MUXQ: New Quantization Method Solves LLM Activation Outlier Problem for NPU Deployment
Quantizing LLMs for on-device deployment on NPUs (Neural Processing Units) is essential, but activation outliers cause existing methods to fail. MUXQ introduces a novel approach using low-rank outlier decomposition to enable reliable INT quantization.
The Problem
NPU-based on-device environments require integer (INT) quantization — FP16/FP32 is inefficient.

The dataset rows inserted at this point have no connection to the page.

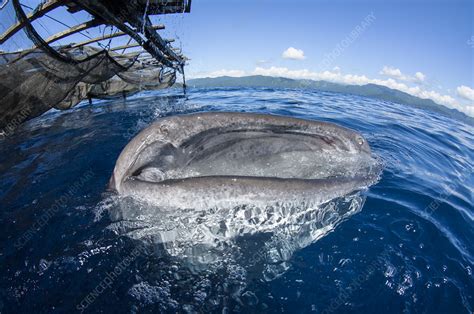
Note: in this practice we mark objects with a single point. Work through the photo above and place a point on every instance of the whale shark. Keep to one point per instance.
(203, 186)
(226, 159)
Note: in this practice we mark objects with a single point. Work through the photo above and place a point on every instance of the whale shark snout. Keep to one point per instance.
(225, 159)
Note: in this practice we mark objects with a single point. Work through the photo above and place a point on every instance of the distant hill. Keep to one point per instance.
(369, 90)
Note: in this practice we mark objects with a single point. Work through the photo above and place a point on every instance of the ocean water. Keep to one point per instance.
(402, 245)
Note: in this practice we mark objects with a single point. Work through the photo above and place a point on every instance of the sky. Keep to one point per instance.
(425, 48)
(422, 47)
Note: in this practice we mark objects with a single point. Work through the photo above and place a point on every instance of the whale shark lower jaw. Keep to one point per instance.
(228, 159)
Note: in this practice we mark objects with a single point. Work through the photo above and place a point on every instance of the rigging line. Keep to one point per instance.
(64, 24)
(144, 16)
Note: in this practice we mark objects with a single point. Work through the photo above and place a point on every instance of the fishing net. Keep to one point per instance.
(38, 76)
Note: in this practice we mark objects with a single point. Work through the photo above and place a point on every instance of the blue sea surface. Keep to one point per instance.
(409, 249)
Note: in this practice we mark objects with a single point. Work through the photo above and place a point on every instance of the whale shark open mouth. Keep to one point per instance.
(228, 159)
(204, 179)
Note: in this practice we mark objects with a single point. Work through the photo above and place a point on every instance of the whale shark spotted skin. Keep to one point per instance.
(224, 160)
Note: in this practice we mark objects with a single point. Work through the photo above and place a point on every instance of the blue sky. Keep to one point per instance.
(422, 47)
(434, 38)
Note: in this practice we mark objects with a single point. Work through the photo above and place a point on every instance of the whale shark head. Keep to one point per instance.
(238, 145)
(206, 179)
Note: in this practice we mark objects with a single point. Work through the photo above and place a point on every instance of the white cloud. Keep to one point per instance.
(420, 76)
(397, 74)
(392, 72)
(466, 92)
(336, 76)
(294, 54)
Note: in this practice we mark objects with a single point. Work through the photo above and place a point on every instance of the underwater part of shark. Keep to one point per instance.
(223, 159)
(203, 185)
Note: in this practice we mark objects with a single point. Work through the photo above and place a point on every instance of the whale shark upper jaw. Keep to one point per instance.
(203, 155)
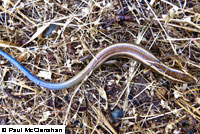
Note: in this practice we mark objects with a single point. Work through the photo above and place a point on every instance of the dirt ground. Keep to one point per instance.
(56, 39)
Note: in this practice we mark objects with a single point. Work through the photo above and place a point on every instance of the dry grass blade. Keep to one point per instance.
(38, 33)
(182, 103)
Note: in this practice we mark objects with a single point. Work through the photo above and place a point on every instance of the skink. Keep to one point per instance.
(130, 51)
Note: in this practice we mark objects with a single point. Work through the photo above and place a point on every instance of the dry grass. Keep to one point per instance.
(150, 103)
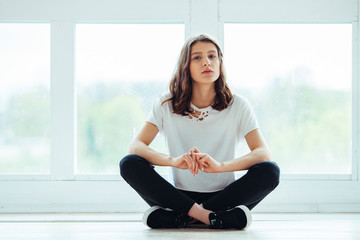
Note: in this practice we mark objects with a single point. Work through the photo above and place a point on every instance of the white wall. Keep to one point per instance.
(64, 191)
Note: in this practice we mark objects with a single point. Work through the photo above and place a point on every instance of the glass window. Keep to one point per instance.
(298, 77)
(120, 70)
(24, 98)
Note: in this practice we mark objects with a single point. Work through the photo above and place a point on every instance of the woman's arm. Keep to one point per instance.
(140, 146)
(259, 153)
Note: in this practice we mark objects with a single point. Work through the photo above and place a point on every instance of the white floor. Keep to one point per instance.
(128, 226)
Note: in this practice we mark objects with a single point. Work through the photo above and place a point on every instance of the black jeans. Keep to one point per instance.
(248, 190)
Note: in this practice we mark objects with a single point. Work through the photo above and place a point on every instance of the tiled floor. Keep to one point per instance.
(128, 226)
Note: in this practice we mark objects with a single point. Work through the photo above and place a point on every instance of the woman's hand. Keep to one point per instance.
(185, 161)
(207, 163)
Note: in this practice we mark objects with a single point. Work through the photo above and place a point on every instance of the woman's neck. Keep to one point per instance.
(203, 95)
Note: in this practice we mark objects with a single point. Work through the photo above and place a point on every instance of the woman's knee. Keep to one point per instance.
(270, 172)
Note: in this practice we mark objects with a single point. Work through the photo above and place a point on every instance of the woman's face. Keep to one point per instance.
(205, 63)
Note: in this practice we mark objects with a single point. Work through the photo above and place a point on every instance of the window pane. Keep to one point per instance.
(298, 77)
(24, 98)
(120, 70)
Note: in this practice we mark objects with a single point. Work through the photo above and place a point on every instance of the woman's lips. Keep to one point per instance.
(207, 71)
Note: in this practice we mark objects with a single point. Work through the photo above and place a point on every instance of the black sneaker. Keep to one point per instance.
(157, 217)
(239, 218)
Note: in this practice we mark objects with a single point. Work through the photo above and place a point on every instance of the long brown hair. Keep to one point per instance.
(180, 85)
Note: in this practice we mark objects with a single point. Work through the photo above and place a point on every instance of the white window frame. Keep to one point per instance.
(63, 191)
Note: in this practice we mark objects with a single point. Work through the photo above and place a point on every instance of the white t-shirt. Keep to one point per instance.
(216, 133)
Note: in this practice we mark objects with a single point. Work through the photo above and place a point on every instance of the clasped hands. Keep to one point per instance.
(195, 160)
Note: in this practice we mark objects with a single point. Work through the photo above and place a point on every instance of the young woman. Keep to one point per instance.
(202, 122)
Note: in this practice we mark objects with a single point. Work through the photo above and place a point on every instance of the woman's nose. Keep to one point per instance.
(207, 62)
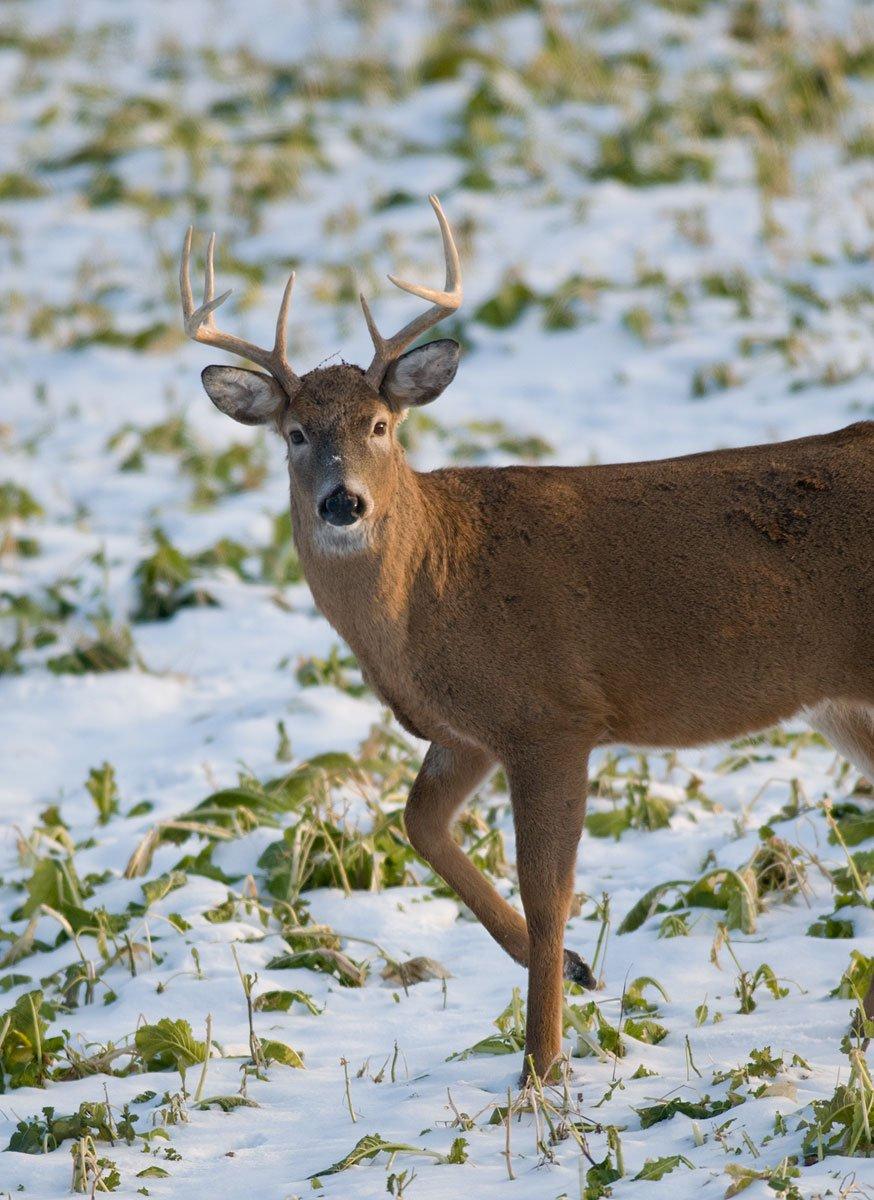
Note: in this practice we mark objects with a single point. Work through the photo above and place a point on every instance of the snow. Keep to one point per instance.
(217, 679)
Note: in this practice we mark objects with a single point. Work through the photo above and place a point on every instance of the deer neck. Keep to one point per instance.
(365, 593)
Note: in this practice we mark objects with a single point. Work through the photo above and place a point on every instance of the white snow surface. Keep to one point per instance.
(217, 679)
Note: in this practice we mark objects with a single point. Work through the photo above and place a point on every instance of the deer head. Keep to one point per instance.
(340, 421)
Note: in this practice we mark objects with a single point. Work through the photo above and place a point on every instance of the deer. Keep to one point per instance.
(524, 616)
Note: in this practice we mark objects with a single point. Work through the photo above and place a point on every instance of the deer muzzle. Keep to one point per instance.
(342, 507)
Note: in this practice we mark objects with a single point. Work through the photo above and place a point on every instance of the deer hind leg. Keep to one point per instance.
(447, 779)
(850, 730)
(549, 804)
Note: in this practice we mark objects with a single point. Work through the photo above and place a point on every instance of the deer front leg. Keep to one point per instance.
(548, 787)
(446, 780)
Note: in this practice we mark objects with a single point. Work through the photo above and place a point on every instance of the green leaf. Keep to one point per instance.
(226, 1103)
(279, 1001)
(169, 1044)
(25, 1053)
(608, 825)
(277, 1051)
(647, 905)
(657, 1168)
(855, 827)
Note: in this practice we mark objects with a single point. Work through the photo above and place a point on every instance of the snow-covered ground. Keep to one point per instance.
(666, 216)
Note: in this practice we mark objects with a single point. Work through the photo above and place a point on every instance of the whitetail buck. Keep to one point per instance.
(525, 615)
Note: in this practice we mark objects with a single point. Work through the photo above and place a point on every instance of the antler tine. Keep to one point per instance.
(443, 304)
(199, 323)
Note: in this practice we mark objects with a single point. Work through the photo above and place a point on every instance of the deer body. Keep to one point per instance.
(522, 616)
(653, 604)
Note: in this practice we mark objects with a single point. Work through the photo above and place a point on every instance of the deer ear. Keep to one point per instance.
(249, 396)
(419, 376)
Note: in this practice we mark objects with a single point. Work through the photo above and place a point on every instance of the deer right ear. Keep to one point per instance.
(419, 376)
(249, 396)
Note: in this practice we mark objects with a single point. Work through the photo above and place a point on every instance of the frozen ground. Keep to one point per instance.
(665, 216)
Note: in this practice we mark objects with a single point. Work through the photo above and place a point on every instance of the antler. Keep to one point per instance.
(443, 304)
(199, 323)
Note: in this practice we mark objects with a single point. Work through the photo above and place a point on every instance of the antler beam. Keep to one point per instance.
(443, 304)
(201, 327)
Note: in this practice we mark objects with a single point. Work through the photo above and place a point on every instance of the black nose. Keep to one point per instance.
(341, 507)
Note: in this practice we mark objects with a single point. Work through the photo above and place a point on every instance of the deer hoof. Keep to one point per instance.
(578, 971)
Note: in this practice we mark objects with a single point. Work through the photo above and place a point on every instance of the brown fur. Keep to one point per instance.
(522, 616)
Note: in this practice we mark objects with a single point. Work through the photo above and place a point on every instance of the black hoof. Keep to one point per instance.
(579, 971)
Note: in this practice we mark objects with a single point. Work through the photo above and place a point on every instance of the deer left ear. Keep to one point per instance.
(249, 396)
(419, 376)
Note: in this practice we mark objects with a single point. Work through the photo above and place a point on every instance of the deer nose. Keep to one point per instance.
(341, 507)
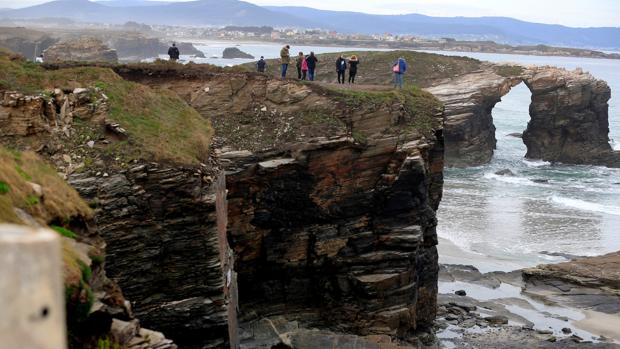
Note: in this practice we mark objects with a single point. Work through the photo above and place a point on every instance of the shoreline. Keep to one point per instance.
(433, 49)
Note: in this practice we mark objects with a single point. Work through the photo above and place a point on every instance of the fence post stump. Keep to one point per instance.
(32, 309)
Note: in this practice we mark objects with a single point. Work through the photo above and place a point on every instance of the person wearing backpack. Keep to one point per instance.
(285, 59)
(311, 60)
(341, 68)
(261, 65)
(298, 61)
(399, 69)
(304, 68)
(353, 62)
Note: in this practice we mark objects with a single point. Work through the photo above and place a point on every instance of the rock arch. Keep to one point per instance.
(569, 120)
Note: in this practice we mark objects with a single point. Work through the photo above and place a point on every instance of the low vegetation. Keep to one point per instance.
(22, 175)
(375, 67)
(159, 123)
(420, 106)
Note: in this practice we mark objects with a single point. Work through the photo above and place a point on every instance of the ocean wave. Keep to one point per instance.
(523, 181)
(586, 205)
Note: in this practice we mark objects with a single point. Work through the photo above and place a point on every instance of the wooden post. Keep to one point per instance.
(32, 310)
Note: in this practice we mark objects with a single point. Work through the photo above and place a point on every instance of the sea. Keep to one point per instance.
(545, 213)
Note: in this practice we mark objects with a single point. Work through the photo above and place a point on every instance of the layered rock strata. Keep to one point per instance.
(332, 200)
(164, 248)
(569, 115)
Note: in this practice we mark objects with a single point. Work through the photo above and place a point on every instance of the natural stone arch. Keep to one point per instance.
(568, 115)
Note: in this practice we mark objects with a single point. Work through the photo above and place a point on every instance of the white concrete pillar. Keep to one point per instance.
(32, 310)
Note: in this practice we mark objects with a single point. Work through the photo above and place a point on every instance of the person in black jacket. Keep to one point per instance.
(261, 65)
(174, 53)
(312, 61)
(341, 68)
(353, 62)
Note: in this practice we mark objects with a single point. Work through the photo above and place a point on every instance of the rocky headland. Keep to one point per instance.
(330, 196)
(569, 109)
(81, 50)
(130, 46)
(239, 210)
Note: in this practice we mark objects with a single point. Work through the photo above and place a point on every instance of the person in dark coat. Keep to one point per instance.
(261, 65)
(312, 61)
(353, 62)
(174, 53)
(298, 62)
(285, 60)
(341, 68)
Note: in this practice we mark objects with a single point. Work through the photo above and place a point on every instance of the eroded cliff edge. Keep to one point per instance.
(569, 121)
(332, 196)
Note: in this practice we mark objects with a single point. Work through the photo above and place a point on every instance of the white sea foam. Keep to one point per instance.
(586, 206)
(522, 181)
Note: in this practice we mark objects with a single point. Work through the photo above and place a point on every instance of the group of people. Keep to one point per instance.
(306, 67)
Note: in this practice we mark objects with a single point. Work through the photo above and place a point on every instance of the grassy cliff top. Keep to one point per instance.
(21, 174)
(159, 123)
(375, 67)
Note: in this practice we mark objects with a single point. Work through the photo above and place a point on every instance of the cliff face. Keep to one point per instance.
(569, 118)
(569, 115)
(80, 50)
(161, 225)
(28, 43)
(469, 101)
(332, 198)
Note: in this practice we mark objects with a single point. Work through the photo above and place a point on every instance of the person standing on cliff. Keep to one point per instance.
(399, 69)
(353, 62)
(298, 62)
(341, 68)
(285, 59)
(312, 61)
(174, 53)
(304, 68)
(261, 65)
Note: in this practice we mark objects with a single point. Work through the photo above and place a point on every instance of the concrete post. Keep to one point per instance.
(32, 310)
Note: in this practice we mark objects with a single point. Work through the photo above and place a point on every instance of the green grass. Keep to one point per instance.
(159, 123)
(23, 173)
(420, 106)
(4, 188)
(64, 232)
(32, 200)
(107, 343)
(375, 67)
(61, 201)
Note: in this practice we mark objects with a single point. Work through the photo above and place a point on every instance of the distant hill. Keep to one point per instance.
(201, 12)
(240, 13)
(132, 3)
(500, 29)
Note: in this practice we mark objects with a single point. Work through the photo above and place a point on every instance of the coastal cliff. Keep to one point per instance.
(569, 109)
(331, 196)
(569, 115)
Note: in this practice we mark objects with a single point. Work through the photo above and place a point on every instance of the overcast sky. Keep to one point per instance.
(577, 13)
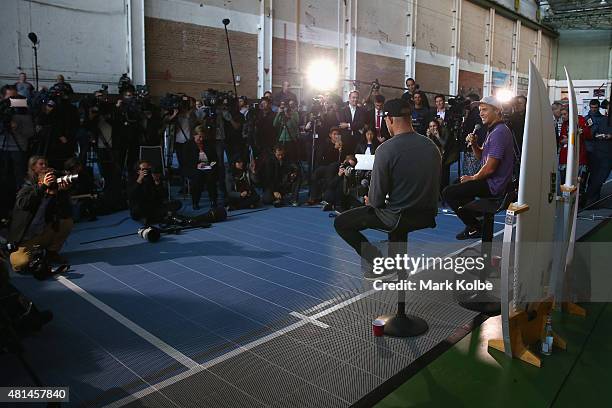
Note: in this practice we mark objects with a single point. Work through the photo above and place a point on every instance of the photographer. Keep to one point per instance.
(283, 180)
(329, 155)
(41, 217)
(344, 189)
(287, 123)
(376, 121)
(146, 195)
(201, 166)
(182, 120)
(240, 186)
(368, 144)
(265, 134)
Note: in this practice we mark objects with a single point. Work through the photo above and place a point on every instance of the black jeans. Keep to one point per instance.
(349, 225)
(457, 195)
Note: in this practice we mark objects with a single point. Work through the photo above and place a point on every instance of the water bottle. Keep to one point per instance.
(547, 341)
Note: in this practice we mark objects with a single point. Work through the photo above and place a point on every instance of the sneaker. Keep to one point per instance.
(55, 258)
(469, 233)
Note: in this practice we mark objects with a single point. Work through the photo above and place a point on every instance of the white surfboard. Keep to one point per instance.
(571, 186)
(537, 189)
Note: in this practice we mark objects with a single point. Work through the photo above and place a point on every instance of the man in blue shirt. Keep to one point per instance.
(600, 151)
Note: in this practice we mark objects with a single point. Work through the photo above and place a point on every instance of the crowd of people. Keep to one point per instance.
(244, 155)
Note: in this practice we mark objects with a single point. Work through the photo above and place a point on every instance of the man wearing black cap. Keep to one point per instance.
(406, 176)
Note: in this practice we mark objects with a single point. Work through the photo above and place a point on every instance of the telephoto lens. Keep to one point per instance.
(150, 234)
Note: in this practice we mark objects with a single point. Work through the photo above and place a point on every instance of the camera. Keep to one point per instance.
(348, 169)
(67, 178)
(170, 101)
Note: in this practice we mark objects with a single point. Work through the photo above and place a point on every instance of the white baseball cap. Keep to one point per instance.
(493, 101)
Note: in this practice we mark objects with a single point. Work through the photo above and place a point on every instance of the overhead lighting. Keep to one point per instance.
(323, 75)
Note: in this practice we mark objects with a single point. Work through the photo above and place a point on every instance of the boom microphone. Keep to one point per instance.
(476, 129)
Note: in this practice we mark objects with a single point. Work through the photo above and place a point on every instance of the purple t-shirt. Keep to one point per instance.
(499, 145)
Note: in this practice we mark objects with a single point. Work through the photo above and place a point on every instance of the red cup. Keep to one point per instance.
(378, 327)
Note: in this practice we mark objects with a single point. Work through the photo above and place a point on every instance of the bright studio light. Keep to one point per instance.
(504, 95)
(322, 75)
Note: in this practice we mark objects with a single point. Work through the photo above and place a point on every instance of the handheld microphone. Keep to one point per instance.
(476, 129)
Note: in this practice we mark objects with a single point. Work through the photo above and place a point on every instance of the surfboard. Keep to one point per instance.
(571, 185)
(533, 255)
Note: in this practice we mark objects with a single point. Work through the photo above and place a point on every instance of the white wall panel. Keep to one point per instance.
(86, 40)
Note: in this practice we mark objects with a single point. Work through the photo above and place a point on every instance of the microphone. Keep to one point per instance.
(476, 129)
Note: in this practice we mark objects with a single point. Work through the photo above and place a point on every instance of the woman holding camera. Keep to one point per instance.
(368, 143)
(287, 123)
(200, 166)
(240, 186)
(42, 215)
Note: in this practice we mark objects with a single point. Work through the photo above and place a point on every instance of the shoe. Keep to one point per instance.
(54, 257)
(469, 233)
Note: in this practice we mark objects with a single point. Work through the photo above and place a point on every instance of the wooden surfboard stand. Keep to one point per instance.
(521, 332)
(524, 333)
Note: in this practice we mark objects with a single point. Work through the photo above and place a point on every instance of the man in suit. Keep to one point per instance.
(352, 120)
(376, 120)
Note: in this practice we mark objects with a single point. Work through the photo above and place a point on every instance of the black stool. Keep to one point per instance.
(400, 324)
(482, 301)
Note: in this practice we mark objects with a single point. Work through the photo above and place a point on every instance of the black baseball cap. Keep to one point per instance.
(396, 108)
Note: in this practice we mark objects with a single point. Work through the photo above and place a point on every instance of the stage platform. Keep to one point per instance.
(268, 308)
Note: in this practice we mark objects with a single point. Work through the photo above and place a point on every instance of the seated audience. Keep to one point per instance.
(283, 180)
(240, 186)
(368, 144)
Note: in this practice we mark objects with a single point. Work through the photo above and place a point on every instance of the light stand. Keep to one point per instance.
(34, 39)
(225, 23)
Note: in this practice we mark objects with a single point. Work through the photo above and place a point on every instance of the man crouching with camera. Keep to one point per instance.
(146, 195)
(42, 217)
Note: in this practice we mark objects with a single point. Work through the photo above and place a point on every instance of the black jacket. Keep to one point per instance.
(280, 174)
(357, 122)
(371, 121)
(28, 199)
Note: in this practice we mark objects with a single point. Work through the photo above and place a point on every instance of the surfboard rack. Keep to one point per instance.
(525, 333)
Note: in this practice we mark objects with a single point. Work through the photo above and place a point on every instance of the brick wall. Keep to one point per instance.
(470, 82)
(189, 58)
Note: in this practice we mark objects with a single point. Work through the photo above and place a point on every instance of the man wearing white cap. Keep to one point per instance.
(497, 161)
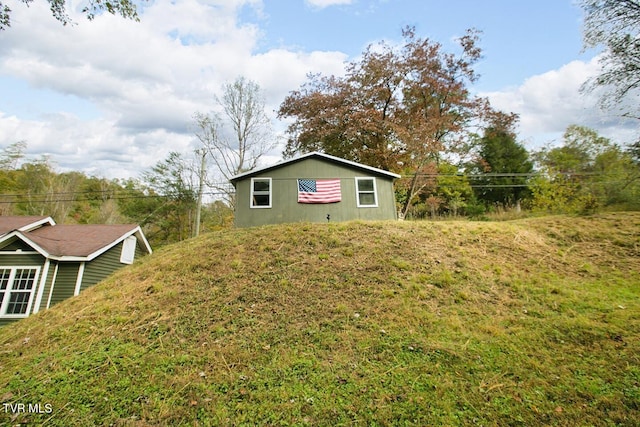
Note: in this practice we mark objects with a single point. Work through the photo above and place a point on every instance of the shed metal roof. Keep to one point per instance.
(316, 154)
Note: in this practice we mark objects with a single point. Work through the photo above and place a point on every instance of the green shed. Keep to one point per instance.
(314, 187)
(42, 263)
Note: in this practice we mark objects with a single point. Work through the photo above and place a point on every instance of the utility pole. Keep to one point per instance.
(201, 176)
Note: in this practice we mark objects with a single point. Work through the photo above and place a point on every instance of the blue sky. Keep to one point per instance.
(113, 97)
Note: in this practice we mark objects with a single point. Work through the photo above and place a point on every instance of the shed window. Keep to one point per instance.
(17, 287)
(128, 250)
(366, 193)
(260, 192)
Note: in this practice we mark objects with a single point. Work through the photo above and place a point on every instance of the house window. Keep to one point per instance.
(260, 192)
(17, 286)
(128, 250)
(366, 193)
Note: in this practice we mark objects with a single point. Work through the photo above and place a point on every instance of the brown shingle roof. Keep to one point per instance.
(9, 223)
(78, 240)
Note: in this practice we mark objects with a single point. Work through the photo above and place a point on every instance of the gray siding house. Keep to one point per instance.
(42, 263)
(314, 187)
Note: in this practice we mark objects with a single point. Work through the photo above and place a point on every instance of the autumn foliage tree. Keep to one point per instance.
(396, 108)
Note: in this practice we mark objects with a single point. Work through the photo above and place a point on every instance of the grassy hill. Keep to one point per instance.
(527, 322)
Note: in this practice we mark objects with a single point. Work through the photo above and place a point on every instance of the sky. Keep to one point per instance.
(112, 97)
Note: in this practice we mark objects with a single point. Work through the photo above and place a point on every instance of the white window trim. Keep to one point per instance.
(375, 192)
(270, 193)
(5, 300)
(128, 253)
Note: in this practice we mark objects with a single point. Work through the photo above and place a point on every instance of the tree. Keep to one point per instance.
(250, 136)
(502, 167)
(124, 8)
(173, 211)
(397, 108)
(586, 172)
(615, 25)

But existing methods (ZeroQuant, LLM.int8(), SmoothQuant) don't fully address:
- Input activation outliers — extreme values in certain channels
- Associated hardware inefficiencies
- Accuracy degradation when forcing all activations to low precision
MUXQ's Innovation
Mixed-to-Uniform Quantization detects outlier channels and introduces a small auxiliary matrix that:
- Redistributes outlier magnitudes across channels
- Alleviates the outlier problem without complex per-element handling
- Enables INT quantization even for activation outliers
- Preserves hardware-friendly computation structure — no custom kernels needed
Results
Tested on GPT-2 at three scales (0.1B, 0.3B, 0.7B parameters) on WikiText-2:
- Consistently achieves lower perplexity than existing methods
- Maintains hardware-efficient computation structure
- Small auxiliary matrix adds minimal overhead
Why It Matters
Running LLMs on phones, tablets, and edge devices requires aggressive quantization. MUXQ's approach of redistributing rather than discarding outlier information could enable higher-quality on-device AI inference without hardware-specific optimizations.